Third day of the new quarter. Morning with ten Comp Twos, and evening with eighteen Comp Ones. Lots of new faces in the Comp Twos, and totally new faces in the Comp Ones. Some of my CAD crew are here this morning: Andrew, Steven, and Dakota. Ryan is back for another try at this course. So is Rick. Corina rear left and Susan rear right. Jayson right in front on the right, and Isela front left. Joseph next to Susan. Four Comp courses all together in a row. Tuesday night, Wednesday night, Thursday morning and Thursday night.
Lots of women in this evening’s Comp One, just over a majority. Lots of interested people, interested and curious. They walk into this room to meet some strange person who is going to be reading their essays, and telling them how to improve the quality of their creations.

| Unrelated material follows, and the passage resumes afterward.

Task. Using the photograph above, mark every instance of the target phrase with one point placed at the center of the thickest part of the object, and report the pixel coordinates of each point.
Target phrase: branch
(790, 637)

Each time I teach a course over again, it evolves a little bit more into a sequence of activities and discussions which can stimulate the learning curve of the participants a little more efficiently. With a little bit of flexibility, and a little bit of Luck, and some critical discernment, and creative spontaneity, a well-tried framework can be adapted to a clearly defined population, all of us in this room.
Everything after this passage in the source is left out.